El complejo arqueológico de Espinar gana relevancia tras investigaciones del Ministerio de Cultura que revelaron estructuras ceremoniales, viviendas y más de 3 mil piezas metálicas, además de precisiones sobre su dimensión frente a Machu Picchu.
Durante años, el complejo arqueológico de T’aqrachullo, ubicado en la provincia cusqueña de Espinar, permaneció fuera de los principales circuitos turísticos y del debate académico masivo. Las estructuras de piedra dispersas en la zona apenas figuraban en estudios especializados, mientras las comunidades locales convivían con restos arqueológicos cuya importancia aún no había sido plenamente interpretada.
Investigaciones del Ministerio de Cultura entre 2019 y 2025
La situación cambió tras las investigaciones impulsadas por el Ministerio de Cultura entre 2019 y 2025, que permitieron identificar una importante concentración de estructuras ceremoniales, viviendas y objetos metálicos.
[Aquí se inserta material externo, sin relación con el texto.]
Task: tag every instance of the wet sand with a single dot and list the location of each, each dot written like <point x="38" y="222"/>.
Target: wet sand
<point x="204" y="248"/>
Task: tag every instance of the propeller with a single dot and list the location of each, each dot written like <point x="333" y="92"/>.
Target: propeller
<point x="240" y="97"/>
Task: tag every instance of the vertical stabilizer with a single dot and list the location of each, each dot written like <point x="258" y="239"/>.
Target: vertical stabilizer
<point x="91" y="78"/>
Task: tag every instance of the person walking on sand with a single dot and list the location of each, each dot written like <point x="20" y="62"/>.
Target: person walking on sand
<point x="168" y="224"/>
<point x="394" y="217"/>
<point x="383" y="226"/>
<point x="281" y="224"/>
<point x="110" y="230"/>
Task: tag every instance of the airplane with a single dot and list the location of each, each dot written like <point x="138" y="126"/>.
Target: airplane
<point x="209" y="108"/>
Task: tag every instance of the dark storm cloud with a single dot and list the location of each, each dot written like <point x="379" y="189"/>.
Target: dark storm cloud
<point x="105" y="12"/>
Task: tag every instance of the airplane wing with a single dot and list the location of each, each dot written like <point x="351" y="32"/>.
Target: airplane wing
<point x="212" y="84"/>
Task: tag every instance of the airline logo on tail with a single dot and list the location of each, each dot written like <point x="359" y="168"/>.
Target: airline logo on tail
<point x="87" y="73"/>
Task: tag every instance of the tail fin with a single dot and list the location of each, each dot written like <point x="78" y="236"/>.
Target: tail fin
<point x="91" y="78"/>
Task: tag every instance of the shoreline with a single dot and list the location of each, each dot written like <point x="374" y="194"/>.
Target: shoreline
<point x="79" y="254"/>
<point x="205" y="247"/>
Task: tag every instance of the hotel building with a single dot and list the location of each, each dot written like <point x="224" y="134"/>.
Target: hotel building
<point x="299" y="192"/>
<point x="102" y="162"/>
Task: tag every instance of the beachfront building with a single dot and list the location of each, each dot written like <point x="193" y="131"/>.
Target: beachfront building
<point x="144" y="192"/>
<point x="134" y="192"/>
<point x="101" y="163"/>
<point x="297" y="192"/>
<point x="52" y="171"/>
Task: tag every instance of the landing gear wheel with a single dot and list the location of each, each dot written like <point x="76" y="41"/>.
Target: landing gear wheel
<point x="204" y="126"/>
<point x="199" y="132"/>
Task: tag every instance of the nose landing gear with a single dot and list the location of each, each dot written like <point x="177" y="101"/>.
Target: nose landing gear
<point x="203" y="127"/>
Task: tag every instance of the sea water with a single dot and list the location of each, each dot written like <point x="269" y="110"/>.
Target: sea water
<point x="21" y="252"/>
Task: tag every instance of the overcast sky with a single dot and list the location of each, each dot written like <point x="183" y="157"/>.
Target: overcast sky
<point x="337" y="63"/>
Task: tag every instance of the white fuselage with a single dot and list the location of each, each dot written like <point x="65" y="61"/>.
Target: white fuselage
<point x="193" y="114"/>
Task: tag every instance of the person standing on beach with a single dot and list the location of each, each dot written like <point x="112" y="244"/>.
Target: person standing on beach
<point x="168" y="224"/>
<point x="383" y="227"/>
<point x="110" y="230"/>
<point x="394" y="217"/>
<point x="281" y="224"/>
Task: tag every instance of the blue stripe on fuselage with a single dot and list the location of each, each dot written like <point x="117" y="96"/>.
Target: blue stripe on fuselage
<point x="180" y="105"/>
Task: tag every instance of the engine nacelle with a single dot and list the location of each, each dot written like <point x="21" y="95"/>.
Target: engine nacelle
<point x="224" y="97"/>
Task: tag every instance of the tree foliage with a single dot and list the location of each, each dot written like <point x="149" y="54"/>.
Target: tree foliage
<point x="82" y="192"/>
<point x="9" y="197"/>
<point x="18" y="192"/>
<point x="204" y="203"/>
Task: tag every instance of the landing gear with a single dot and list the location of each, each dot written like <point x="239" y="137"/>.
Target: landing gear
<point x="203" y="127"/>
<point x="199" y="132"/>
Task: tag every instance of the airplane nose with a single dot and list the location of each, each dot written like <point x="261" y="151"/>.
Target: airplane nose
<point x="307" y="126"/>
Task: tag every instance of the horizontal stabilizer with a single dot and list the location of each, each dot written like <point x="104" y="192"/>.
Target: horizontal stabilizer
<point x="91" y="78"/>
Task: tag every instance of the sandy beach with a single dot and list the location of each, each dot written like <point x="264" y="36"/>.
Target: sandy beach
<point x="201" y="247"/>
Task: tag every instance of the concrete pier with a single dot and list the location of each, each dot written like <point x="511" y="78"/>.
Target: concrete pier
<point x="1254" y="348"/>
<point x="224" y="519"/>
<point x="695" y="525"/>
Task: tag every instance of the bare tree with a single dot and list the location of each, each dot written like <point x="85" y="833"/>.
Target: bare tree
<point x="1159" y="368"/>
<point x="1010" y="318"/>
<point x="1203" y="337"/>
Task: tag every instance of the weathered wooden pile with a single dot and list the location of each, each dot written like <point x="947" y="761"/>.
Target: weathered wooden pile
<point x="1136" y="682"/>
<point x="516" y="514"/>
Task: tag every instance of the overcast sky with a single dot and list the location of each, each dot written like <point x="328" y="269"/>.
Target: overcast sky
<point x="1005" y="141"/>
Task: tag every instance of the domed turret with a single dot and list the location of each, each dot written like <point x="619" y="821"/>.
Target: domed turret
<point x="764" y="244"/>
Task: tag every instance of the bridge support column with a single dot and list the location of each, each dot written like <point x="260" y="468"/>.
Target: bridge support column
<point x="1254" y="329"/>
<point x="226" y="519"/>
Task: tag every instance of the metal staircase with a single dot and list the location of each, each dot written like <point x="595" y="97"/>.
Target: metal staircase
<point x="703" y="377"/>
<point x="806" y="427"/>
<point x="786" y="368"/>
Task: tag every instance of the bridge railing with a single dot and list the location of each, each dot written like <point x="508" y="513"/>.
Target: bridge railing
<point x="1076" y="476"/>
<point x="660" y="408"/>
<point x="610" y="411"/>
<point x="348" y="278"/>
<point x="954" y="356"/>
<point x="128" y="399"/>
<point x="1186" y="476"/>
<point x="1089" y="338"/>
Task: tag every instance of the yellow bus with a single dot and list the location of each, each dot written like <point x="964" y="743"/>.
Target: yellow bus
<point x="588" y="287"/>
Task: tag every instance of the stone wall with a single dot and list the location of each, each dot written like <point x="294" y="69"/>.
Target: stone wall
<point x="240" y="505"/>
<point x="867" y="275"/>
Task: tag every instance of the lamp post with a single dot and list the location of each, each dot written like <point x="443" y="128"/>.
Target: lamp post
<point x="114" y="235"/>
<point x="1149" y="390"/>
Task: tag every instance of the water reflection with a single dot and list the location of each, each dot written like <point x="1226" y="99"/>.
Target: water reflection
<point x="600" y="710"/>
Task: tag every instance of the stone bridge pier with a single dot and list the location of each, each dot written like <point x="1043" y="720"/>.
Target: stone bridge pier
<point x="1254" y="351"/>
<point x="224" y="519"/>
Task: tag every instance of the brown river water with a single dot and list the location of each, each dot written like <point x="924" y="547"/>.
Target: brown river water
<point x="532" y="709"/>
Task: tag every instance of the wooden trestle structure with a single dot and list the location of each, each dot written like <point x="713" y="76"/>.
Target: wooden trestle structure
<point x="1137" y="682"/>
Estos hallazgos posicionaron al sitio dentro del debate arqueológico nacional e internacional, especialmente luego de publicaciones que sugirieron su posible vínculo con el antiguo templo de Ancocagua mencionado en crónicas coloniales.
Comparaciones con Machu Picchu y aclaraciones técnicas
El creciente interés mediático llevó a comparaciones con Machu Picchu, lo que motivó precisiones por parte de especialistas. El arqueólogo Emerson Pereira Pacheco señaló que se ha “tergiversado” la información sobre la dimensión real del complejo frente a la ciudadela incaica.
Explicó que el Santuario Histórico de Machu Picchu abarca más de 32 mil hectáreas en total, mientras que T’aqrachullo cuenta con 17 hectáreas. Además, precisó que el área nuclear donde se concentran las principales estructuras tiene aproximadamente 9 hectáreas, por lo que no existe una comparación directa en términos de extensión territorial.
Inversión, excavaciones y hallazgos materiales
La Dirección Desconcentrada de Cultura de Cusco informó que entre 2019 y 2025 se ejecutaron trabajos de investigación y restauración con una inversión superior a 11 millones de soles. Estas intervenciones permitieron identificar cerca de 500 estructuras arqueológicas, entre viviendas, colcas, espacios funerarios y áreas ceremoniales.
Asimismo, se recuperaron más de 3 000 piezas elaboradas en oro, plata y cobre, lo que evidencia la relevancia ritual y social del complejo en distintas etapas de ocupación andina.
Evidencias de múltiples culturas andinas
Los estudios arqueológicos han identificado ocupaciones correspondientes a las culturas Wari, Cana e Inca. Parte de las estructuras conserva muros de piedra trabajada manualmente y sistemas constructivos con mortero de tierra y arcilla, lo que confirma una ocupación prolongada y compleja del sitio.
Zona aún en exploración y potencial turístico
Pese a los avances, los investigadores estiman que entre el 20 % y 30 % del complejo aún no ha sido explorado, lo que abre nuevas posibilidades para futuras investigaciones.
El arqueólogo Pereira Pacheco destacó además el potencial turístico del sitio debido a su ubicación en Espinar y su cercanía a los tres cañones de la provincia. En esa línea, las autoridades evalúan nuevas etapas de conservación y puesta en valor para ampliar su acceso y aprovechamiento cultural.
Valor arqueológico más allá de las comparaciones
Finalmente, los especialistas remarcaron que el valor de T’aqrachullo no depende de su comparación con otros sitios como Machu Picchu, sino de su propia riqueza histórica, diversidad de hallazgos y aporte al conocimiento de las civilizaciones andinas.